Quando prima dicevo che questo movimento mi sembrava la conferma delle mie aspirazioni, non volevo negare il profondo influsso che esso a sua volta avrebbe esercitato sul mio successivo sviluppo teorico.
Compresi infatti che i conflitti che qui si rappresentavano ed esprimevano non si potevano definire «puri» conflitti di interesse. Questi movimenti mi mostrarono la necessità di differenziare interessi e bisogni; aveva così inizio l’intera teoria dei bisogni, grazie ai movimenti del 1968.
Il 1968 (fino all’agosto) fu veramente l’anno dell’ottimismo. Tutto era in movimento, all’Est come all’Ovest. Mi appariva una possibilità reale la prospettiva di un’Europa unitaria, la diffusione di un socialismo democratico. Come ho già detto, quest’ottimismo si fondava ancora una volta su illusioni: per me era quasi inconcepibile l’intervento sovietico in Cecoslovacchia. Davo per scontato che in tali circostanze internazionali la riforma economica appena lanciata in Ungheria fosse solo un inizio, che avrebbe portato a una trasformazione sociale del sistema.
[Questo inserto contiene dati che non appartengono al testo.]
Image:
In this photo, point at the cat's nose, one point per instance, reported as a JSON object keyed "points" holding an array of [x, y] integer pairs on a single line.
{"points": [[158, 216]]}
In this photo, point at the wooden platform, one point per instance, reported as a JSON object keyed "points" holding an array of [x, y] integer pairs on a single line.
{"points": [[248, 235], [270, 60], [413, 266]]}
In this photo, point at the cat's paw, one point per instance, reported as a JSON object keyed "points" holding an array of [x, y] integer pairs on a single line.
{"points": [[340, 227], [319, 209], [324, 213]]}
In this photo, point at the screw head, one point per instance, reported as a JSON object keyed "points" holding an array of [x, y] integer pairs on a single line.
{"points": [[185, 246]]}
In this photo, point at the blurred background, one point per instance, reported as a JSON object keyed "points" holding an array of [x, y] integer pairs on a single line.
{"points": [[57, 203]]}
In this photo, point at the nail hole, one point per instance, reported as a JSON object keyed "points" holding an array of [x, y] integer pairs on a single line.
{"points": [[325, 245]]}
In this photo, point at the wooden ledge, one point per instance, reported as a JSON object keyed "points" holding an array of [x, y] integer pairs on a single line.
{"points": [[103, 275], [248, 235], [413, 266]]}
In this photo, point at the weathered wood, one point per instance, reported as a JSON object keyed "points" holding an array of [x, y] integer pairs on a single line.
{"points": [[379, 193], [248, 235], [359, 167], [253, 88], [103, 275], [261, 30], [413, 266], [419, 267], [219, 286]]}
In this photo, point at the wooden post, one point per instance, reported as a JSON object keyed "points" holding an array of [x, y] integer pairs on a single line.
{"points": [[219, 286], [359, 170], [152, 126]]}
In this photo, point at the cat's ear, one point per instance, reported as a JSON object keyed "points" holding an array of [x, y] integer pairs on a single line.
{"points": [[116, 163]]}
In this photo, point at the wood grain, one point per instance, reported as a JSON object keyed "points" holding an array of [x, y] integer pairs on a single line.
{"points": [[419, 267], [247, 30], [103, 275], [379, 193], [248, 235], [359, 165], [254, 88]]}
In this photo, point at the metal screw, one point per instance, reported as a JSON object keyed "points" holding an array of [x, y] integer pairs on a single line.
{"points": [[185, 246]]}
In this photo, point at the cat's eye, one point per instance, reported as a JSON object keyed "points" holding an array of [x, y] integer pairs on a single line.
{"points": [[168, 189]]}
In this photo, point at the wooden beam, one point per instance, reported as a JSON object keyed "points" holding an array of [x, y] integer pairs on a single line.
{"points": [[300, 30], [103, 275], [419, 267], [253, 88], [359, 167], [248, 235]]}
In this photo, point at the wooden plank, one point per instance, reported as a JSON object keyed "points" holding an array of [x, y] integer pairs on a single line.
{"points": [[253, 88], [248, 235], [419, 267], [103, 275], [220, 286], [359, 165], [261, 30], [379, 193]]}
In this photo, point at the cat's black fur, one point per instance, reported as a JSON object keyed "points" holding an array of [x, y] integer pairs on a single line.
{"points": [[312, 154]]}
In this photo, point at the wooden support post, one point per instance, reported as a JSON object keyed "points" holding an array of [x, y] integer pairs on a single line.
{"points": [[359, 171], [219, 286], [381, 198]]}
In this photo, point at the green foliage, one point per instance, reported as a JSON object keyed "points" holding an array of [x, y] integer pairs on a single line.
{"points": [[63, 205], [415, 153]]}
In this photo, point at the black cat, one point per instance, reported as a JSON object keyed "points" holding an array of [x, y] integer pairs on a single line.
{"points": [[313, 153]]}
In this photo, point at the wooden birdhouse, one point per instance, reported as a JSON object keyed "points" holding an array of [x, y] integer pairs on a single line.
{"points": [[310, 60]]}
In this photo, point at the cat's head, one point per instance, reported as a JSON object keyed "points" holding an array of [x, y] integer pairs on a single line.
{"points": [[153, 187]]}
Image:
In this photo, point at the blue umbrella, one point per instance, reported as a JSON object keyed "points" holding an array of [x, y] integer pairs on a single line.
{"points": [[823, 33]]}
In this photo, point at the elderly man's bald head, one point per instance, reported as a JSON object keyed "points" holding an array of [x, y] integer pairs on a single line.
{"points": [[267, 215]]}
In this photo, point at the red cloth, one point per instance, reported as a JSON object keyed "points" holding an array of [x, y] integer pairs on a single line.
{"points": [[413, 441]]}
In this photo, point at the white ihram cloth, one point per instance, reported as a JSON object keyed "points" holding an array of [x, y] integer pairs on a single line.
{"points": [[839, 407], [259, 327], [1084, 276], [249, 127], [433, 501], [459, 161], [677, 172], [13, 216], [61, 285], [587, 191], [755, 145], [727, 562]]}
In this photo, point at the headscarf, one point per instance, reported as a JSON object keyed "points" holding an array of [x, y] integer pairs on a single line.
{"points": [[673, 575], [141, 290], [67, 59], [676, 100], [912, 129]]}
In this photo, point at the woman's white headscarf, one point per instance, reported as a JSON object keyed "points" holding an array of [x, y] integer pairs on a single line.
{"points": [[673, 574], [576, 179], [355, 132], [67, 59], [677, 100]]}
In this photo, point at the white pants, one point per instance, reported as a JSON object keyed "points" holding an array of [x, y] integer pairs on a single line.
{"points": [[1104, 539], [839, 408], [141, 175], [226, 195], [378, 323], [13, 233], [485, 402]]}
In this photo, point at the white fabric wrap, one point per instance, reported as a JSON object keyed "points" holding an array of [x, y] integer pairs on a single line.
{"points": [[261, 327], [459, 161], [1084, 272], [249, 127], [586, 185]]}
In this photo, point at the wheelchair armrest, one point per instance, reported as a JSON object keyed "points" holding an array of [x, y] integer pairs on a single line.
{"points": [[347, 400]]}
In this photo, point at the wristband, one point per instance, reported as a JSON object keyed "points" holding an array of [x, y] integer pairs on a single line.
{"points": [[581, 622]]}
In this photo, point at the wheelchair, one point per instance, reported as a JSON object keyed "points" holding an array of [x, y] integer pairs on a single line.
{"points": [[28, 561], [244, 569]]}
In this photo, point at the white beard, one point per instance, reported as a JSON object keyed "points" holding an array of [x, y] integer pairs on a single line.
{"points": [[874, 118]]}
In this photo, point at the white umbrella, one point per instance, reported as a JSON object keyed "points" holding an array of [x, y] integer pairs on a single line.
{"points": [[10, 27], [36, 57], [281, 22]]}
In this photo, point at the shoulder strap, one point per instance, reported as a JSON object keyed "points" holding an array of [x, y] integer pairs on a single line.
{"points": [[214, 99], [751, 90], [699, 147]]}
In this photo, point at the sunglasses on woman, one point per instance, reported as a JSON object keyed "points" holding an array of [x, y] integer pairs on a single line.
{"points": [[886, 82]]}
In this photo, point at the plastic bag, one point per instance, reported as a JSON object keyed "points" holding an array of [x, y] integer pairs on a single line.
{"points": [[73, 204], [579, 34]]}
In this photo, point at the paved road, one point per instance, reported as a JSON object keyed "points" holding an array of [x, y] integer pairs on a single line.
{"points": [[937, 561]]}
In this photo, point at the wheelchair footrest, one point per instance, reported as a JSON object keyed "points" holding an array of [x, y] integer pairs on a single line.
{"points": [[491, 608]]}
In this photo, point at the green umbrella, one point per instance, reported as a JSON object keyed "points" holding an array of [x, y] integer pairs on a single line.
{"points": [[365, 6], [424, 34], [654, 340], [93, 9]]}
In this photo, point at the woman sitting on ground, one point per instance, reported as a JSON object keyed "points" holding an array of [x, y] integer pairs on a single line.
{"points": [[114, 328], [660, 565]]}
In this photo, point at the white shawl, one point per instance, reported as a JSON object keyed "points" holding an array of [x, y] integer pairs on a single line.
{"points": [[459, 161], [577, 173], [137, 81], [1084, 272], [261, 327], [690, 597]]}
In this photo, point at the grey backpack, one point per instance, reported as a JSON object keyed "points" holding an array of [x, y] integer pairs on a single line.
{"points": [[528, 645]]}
L’agosto 1968 segnò la fine delle nostre illusioni e aspirazioni riformistiche, benché in Ungheria non si notassero reazioni violente all’avvenimento. Neppure la stampa subì immediatamente delle censure. I giovani di oggi si stupiscono leggendo le riviste di allora: era ancora permesso tutto ciò che in seguito non lo sarebbe mai più stato, neppure dopo il 1975. Anche la repressione contro di noi fu relativamente mite. A causa della protesta contro l’intervento i nostri passaporti furono confiscati per un anno (nel mio caso per due). Hegedűs fu licenziato dal posto di direttore dell’Istituto di sociologia. Contemporaneamente fu licenziato dal posto di direttore dell’Istituto di filosofia anche Jozsef Szigéti, agente diretto dell’Unione Sovietica, la cui posizione e attività «filosofica» da anni consisteva nella delazione. In Ungheria si ritornò alla mano forte soltanto nel 1972.